AWS Certified Solutions Architect – Associate (SAA-C03) — Question 904
A weather forecasting company collects temperature readings from various sensors on a continuous basis. An existing data ingestion process collects the readings and aggregates the readings into larger Apache Parquet files. Then the process encrypts the files by using client-side encryption with KMS managed keys (CSE-KMS). Finally, the process writes the files to an Amazon S3 bucket with separate prefixes for each calendar day.
The company wants to run occasional SQL queries on the data to take sample moving averages for a specific calendar day.
Which solution will meet these requirements MOST cost-effectively?
Answer options
- A. Configure Amazon Athena to read the encrypted files.

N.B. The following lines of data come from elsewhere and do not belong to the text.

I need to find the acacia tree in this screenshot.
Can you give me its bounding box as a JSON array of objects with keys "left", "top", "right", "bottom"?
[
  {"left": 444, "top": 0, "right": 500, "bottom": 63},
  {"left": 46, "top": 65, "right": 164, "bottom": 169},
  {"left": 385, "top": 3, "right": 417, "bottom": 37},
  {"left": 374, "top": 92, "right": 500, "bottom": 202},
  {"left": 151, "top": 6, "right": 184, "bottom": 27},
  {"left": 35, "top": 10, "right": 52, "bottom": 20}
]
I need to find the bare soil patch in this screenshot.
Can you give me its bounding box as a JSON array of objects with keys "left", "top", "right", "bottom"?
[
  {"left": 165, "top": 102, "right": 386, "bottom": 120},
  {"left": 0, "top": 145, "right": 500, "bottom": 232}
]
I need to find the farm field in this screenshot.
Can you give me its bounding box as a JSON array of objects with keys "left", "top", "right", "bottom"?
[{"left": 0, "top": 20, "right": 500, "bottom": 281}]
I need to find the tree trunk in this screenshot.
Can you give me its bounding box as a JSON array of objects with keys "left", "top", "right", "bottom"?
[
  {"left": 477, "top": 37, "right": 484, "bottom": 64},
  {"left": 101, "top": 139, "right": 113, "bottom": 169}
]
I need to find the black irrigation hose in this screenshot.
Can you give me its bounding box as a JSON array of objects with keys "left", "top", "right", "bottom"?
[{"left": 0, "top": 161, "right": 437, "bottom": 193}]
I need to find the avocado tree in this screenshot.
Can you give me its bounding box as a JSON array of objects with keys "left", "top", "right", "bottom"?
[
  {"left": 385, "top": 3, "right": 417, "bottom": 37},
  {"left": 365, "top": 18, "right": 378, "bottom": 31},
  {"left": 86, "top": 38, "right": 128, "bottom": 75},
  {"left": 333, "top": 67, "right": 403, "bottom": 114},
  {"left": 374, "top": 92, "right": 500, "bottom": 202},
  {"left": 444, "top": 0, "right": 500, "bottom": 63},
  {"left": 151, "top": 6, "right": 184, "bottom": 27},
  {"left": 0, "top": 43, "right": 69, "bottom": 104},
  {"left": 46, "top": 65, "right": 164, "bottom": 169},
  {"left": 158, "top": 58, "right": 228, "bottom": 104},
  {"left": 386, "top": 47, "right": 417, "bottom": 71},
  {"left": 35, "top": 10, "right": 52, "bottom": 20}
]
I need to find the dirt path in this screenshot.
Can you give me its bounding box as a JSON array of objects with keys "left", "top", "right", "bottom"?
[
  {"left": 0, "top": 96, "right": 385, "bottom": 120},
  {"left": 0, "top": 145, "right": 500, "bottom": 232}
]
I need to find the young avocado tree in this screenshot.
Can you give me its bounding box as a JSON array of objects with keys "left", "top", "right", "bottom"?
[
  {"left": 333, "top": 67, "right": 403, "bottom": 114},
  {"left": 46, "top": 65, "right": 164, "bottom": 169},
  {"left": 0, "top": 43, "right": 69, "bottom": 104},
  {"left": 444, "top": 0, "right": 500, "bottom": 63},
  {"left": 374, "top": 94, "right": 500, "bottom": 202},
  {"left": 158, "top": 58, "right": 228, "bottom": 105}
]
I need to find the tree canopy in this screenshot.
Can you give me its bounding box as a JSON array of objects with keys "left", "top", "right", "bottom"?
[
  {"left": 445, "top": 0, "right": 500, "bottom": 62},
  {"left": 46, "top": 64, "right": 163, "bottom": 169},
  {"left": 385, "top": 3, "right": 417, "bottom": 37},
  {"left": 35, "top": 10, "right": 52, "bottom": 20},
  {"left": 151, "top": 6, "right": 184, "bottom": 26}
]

Run SQL queries on the data directly in Amazon S3.
- B. Use Amazon S3 Select to run SQL queries on the data directly in Amazon S3.
- C. Configure Amazon Redshift to read the encrypted files. Use Redshift Spectrum and Redshift query editor v2 to run SQL queries on the data directly in Amazon S3.
- D. Configure Amazon EMR Serverless to read the encrypted files. Use Apache SparkSQL to run SQL queries on the data directly in Amazon S3.
Correct answer: A
Explanation
Amazon Athena is a serverless, pay-per-query interactive query service that natively supports reading Parquet files encrypted with CSE-KMS directly from Amazon S3, making it the most cost-effective option for occasional queries. Amazon S3 Select does not support CSE-KMS encrypted files, which rules out Option B. Amazon Redshift Spectrum and Amazon EMR Serverless are more complex and require provisioning compute infrastructure, which is not cost-effective for infrequent, occasional queries.